"Highly sensitive and reproducible detection of bacteria and other biological agents will save lives, provide better health care, effectively fight terrorists and aid food safety," said Weihong Tan of the University of Florida.

Tan and colleagues employed the bioassay to detect E. coli O157:H7 bacteria in spiked samples of ground beef. The scientists say this strain is one of the most dangerous agents of food-borne diseases and can be fatal, particularly in children or the elderly. What's more, it's infectious, even when only tiny quantities are present.

To perform the test, the team doped silica nanoparticles with molecules of fluorescent RuBpy dye. Each 60-nm diameter nanoparticle contained thousands of dye molecules.

Then the scientists attached antibodies for antigens that occur on the surface of the bacteria to the nanoparticles. This enabled the particles to search out and stick to the E. coli O157:H7. Typically, thousands of nanoparticles bound to each bacterium. The Florida team could then detect the bacteria by looking for the fluorescence.

Traditionally, techniques for detecting trace amounts of bacteria rely on amplifying or enriching the target bacteria in the sample. But this is time-consuming and labour-intensive.

This fluorescent-bioconjugated silica nanoparticle technique solves the problem by amplifying the fluorescent signal from a single bacterium. That's because each nanoparticle contains thousands of dye molecules and thousands of the nanoparticles are likely to attach to each bacterium. Conventional techniques, in contrast, use only one or a few dye molecules attached to a single antibody.

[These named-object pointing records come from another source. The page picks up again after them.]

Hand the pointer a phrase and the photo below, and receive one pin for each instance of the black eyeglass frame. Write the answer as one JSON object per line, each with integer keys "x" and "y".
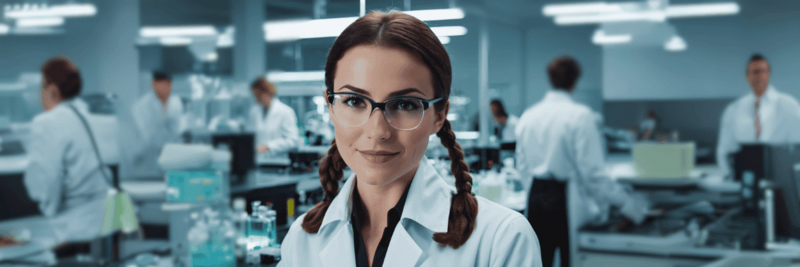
{"x": 382, "y": 105}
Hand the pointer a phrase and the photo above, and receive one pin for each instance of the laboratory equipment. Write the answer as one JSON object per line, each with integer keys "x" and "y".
{"x": 770, "y": 191}
{"x": 212, "y": 240}
{"x": 242, "y": 147}
{"x": 663, "y": 160}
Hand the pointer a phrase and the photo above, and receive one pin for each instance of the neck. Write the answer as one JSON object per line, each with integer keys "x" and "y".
{"x": 759, "y": 93}
{"x": 377, "y": 200}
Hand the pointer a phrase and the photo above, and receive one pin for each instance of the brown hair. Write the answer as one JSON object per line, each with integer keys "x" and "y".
{"x": 563, "y": 72}
{"x": 402, "y": 31}
{"x": 263, "y": 85}
{"x": 64, "y": 74}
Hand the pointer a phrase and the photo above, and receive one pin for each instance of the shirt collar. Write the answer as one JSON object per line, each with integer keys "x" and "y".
{"x": 557, "y": 95}
{"x": 768, "y": 95}
{"x": 429, "y": 206}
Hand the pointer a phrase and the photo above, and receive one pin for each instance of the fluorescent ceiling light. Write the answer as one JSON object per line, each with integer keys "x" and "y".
{"x": 40, "y": 22}
{"x": 675, "y": 44}
{"x": 467, "y": 135}
{"x": 298, "y": 76}
{"x": 175, "y": 41}
{"x": 213, "y": 56}
{"x": 437, "y": 14}
{"x": 281, "y": 31}
{"x": 654, "y": 16}
{"x": 600, "y": 38}
{"x": 702, "y": 10}
{"x": 226, "y": 38}
{"x": 205, "y": 30}
{"x": 291, "y": 30}
{"x": 580, "y": 8}
{"x": 68, "y": 10}
{"x": 601, "y": 12}
{"x": 449, "y": 30}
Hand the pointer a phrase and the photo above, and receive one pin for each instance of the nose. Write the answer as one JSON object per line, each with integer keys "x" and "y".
{"x": 379, "y": 128}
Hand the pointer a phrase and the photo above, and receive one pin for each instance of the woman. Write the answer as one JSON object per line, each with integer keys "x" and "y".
{"x": 64, "y": 173}
{"x": 388, "y": 83}
{"x": 274, "y": 122}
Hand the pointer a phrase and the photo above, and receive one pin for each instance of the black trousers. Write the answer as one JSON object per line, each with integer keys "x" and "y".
{"x": 547, "y": 213}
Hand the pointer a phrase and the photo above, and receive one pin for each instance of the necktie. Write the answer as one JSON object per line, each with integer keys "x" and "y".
{"x": 757, "y": 120}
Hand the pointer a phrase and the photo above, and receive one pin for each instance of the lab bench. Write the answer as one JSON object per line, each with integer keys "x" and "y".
{"x": 674, "y": 241}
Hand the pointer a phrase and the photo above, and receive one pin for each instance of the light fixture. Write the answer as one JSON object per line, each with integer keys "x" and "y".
{"x": 600, "y": 38}
{"x": 437, "y": 14}
{"x": 226, "y": 38}
{"x": 611, "y": 17}
{"x": 171, "y": 31}
{"x": 449, "y": 30}
{"x": 67, "y": 10}
{"x": 653, "y": 11}
{"x": 700, "y": 10}
{"x": 175, "y": 41}
{"x": 213, "y": 56}
{"x": 675, "y": 44}
{"x": 296, "y": 76}
{"x": 580, "y": 8}
{"x": 291, "y": 30}
{"x": 40, "y": 22}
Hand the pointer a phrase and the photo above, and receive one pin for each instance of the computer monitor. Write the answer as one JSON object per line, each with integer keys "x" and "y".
{"x": 784, "y": 172}
{"x": 780, "y": 165}
{"x": 242, "y": 147}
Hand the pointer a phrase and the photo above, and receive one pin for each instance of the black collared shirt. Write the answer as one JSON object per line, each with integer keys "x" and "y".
{"x": 360, "y": 247}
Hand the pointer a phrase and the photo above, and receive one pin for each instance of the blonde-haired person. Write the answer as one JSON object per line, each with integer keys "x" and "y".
{"x": 388, "y": 82}
{"x": 274, "y": 122}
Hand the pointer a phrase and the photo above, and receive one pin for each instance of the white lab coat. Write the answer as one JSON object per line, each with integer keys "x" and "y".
{"x": 501, "y": 237}
{"x": 154, "y": 127}
{"x": 560, "y": 137}
{"x": 509, "y": 128}
{"x": 780, "y": 123}
{"x": 277, "y": 129}
{"x": 64, "y": 175}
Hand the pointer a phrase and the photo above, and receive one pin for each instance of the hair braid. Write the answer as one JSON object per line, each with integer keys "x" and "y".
{"x": 464, "y": 206}
{"x": 330, "y": 173}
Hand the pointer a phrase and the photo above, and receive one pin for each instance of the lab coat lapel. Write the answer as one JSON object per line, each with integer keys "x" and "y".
{"x": 403, "y": 251}
{"x": 340, "y": 250}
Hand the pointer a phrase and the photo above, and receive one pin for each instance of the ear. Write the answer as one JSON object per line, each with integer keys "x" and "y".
{"x": 55, "y": 94}
{"x": 439, "y": 117}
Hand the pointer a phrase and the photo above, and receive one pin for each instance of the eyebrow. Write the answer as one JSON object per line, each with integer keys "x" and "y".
{"x": 393, "y": 94}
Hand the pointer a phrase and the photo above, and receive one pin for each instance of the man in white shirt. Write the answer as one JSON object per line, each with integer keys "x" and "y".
{"x": 157, "y": 119}
{"x": 507, "y": 122}
{"x": 765, "y": 115}
{"x": 558, "y": 143}
{"x": 274, "y": 123}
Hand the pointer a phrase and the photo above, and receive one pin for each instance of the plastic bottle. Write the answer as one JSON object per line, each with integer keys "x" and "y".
{"x": 272, "y": 216}
{"x": 239, "y": 220}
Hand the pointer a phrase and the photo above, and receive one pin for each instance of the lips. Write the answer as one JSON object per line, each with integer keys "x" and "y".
{"x": 378, "y": 156}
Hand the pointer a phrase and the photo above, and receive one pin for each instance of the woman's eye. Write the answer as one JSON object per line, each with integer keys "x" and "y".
{"x": 406, "y": 105}
{"x": 353, "y": 102}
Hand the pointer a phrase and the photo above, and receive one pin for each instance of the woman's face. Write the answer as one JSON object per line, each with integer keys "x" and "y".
{"x": 378, "y": 153}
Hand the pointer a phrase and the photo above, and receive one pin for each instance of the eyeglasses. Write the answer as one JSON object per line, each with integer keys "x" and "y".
{"x": 402, "y": 113}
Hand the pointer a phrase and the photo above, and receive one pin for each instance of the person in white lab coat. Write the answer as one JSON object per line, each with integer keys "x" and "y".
{"x": 559, "y": 146}
{"x": 396, "y": 210}
{"x": 65, "y": 175}
{"x": 764, "y": 115}
{"x": 274, "y": 122}
{"x": 507, "y": 122}
{"x": 157, "y": 117}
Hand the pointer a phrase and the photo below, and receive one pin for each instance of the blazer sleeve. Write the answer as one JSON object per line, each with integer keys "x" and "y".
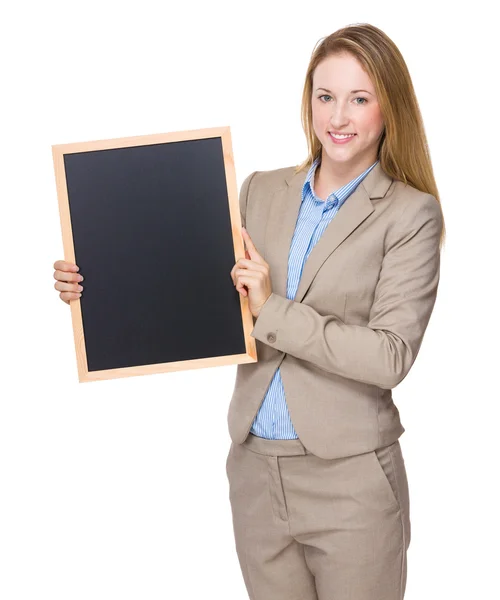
{"x": 382, "y": 352}
{"x": 243, "y": 198}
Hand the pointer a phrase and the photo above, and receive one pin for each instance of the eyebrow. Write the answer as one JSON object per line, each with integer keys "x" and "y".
{"x": 352, "y": 91}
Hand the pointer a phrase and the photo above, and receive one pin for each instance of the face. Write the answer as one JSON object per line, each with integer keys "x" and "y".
{"x": 344, "y": 101}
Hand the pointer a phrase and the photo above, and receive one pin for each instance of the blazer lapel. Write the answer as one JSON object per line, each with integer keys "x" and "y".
{"x": 285, "y": 206}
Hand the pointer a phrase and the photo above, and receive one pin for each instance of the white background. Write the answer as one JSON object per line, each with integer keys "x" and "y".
{"x": 117, "y": 489}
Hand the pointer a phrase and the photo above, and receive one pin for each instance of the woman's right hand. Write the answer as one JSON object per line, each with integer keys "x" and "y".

By adding different antibodies to the nanoparticles, the team was able to detect other bacteria and spores. That means the technique could check for the presence of multiple contaminants simultaneously.

Now the scientists say they plan to research a more conventional protocol, handheld set-ups, multiple pathogen detection and a real diagnosis application.

The researchers reported their findings in PNAS.